Our childhood dream of being an astronaut can finally be fulfilled. Looking at our blue planet from far up can become (virtual) reality. The Swedish software company Quixel wants to turn this dream into a breathtaking nightmare. Homebound simulates a space shuttle crash from the orbit directly into the Earth’s atmosphere. In VR!

Homebound – In the whirl of events

We find ourselves in the space shuttle, looking at high value space equipment through the window of our suit. When the view falls apart, our breath stops. The blue planet is really beautiful from this perspective. We would like to lose ourselves in this moment, but the music becomes menacing. Things come thick and fast as the shuttle breaks apart.

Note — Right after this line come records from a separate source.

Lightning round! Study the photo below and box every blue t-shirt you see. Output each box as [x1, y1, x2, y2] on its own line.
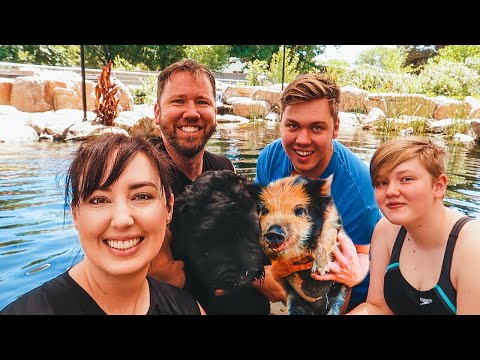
[255, 138, 382, 309]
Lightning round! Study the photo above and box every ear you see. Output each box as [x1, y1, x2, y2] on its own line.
[307, 175, 333, 197]
[434, 174, 448, 199]
[244, 182, 264, 203]
[154, 102, 161, 125]
[71, 204, 79, 230]
[167, 193, 174, 224]
[332, 117, 340, 139]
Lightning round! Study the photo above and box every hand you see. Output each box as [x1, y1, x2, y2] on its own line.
[149, 257, 185, 288]
[253, 256, 312, 304]
[310, 230, 366, 288]
[148, 228, 186, 288]
[270, 255, 313, 280]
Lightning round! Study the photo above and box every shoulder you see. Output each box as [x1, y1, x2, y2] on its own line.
[259, 138, 283, 155]
[455, 218, 480, 256]
[0, 275, 65, 315]
[204, 151, 234, 171]
[257, 139, 284, 165]
[372, 217, 401, 245]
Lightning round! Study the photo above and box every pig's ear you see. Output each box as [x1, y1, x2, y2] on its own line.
[306, 174, 334, 198]
[244, 182, 264, 203]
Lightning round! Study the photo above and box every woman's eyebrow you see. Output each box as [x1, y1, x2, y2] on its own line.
[129, 181, 158, 190]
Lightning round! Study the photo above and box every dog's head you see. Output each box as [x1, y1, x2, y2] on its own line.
[257, 175, 342, 275]
[170, 170, 265, 300]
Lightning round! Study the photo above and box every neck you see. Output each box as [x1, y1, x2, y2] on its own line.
[69, 261, 150, 315]
[164, 144, 204, 181]
[404, 204, 452, 248]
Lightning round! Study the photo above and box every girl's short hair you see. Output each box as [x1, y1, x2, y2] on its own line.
[370, 136, 446, 187]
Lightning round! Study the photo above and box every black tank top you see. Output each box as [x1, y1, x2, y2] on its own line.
[384, 216, 473, 315]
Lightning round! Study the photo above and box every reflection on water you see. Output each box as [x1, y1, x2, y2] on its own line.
[0, 121, 479, 309]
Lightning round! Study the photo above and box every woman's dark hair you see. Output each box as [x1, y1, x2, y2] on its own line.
[64, 133, 174, 212]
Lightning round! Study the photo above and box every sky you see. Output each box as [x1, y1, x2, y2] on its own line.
[317, 45, 396, 64]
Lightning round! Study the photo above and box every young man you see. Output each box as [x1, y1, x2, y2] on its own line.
[254, 74, 382, 311]
[148, 59, 271, 314]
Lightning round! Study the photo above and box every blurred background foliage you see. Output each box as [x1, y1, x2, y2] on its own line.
[1, 44, 480, 99]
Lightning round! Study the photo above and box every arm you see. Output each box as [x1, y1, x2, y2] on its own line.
[347, 218, 395, 315]
[148, 227, 186, 288]
[455, 219, 480, 314]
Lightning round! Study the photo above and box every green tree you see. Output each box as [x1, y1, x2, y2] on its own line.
[185, 45, 232, 71]
[0, 45, 23, 62]
[245, 59, 269, 86]
[266, 46, 300, 84]
[435, 45, 480, 63]
[83, 45, 186, 70]
[355, 46, 408, 72]
[230, 45, 324, 73]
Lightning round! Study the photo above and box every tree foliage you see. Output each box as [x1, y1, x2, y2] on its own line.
[229, 45, 324, 73]
[266, 46, 300, 84]
[185, 45, 232, 71]
[355, 46, 408, 72]
[0, 45, 324, 74]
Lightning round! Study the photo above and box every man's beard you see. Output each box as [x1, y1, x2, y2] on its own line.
[160, 121, 217, 158]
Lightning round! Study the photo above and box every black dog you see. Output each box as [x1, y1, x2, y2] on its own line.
[256, 175, 349, 315]
[170, 170, 269, 315]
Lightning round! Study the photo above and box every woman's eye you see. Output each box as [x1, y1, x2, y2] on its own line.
[89, 196, 107, 204]
[134, 193, 153, 201]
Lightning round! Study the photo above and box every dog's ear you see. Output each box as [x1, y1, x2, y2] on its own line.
[244, 182, 264, 203]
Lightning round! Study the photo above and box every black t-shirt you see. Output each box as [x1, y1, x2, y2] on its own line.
[0, 272, 201, 315]
[149, 137, 235, 197]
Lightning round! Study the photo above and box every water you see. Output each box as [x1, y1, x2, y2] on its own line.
[1, 121, 479, 310]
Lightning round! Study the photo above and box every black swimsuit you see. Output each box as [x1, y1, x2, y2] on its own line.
[384, 216, 473, 315]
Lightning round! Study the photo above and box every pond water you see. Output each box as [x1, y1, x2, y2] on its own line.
[1, 121, 479, 310]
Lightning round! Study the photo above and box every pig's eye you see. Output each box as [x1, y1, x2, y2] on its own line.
[294, 206, 307, 217]
[259, 204, 269, 216]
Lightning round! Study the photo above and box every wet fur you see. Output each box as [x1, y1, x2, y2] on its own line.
[170, 170, 266, 314]
[257, 175, 348, 315]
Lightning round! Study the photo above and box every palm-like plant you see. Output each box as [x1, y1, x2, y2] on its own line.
[94, 59, 119, 126]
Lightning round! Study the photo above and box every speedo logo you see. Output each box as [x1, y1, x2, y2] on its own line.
[420, 297, 432, 305]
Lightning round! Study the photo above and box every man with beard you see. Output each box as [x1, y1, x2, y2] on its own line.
[147, 59, 274, 314]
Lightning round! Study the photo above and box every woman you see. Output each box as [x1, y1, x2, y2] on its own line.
[1, 133, 205, 315]
[348, 136, 480, 315]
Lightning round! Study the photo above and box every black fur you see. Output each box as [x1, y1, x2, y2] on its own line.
[170, 170, 268, 315]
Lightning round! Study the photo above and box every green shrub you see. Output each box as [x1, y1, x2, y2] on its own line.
[418, 59, 480, 99]
[132, 75, 157, 105]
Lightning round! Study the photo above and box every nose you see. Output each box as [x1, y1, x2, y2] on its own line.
[295, 129, 311, 145]
[183, 100, 200, 119]
[110, 201, 134, 229]
[385, 181, 399, 196]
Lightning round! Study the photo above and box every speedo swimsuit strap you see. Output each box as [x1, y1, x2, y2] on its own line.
[390, 226, 407, 264]
[439, 216, 474, 283]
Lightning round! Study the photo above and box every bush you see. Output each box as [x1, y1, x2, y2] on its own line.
[418, 59, 480, 99]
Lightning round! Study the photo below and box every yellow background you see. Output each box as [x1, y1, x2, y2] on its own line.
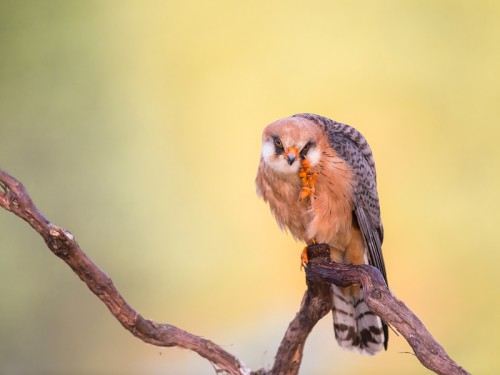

Here is the first teaser trailer:

What’s in: Game Features

The gameplay of Homebound will only cover 10-30 minutes. In this amount of time everything has happened and our survival depends on the decisions we made. A free-roam mode gives us the opportunity to explore the game environment without explosions and time pressure. For this, you can choose between three “levels”: Space, Earth atmosphere and Earth itself are available.

For more variety a time-attack mode is provided, in which we can compete against our own time or the high scores of our friends. Secrets, as well as different ways of solving problems, should provide an inducement to play again. Whether the developers can do all this on the Unreal Engine 4 to create a round package remains unknown.

Where does it come from?

The Swedish software maker Quixel has worked for the US space agency NASA and they have done well to develop tools and graphics software. With their latest project Homebound, the future-oriented Swedes debut as game makers.

Homebound was developed as a VR-game, but later can also be played oldschool with mouse and keyboard / gamepad. For the launch only the HTC Vive and motion controller will be supported, later the Oculus Rift as well as classic peripherals will follow.

Homebound is scheduled to appear at Steam in early 2017. We are curious.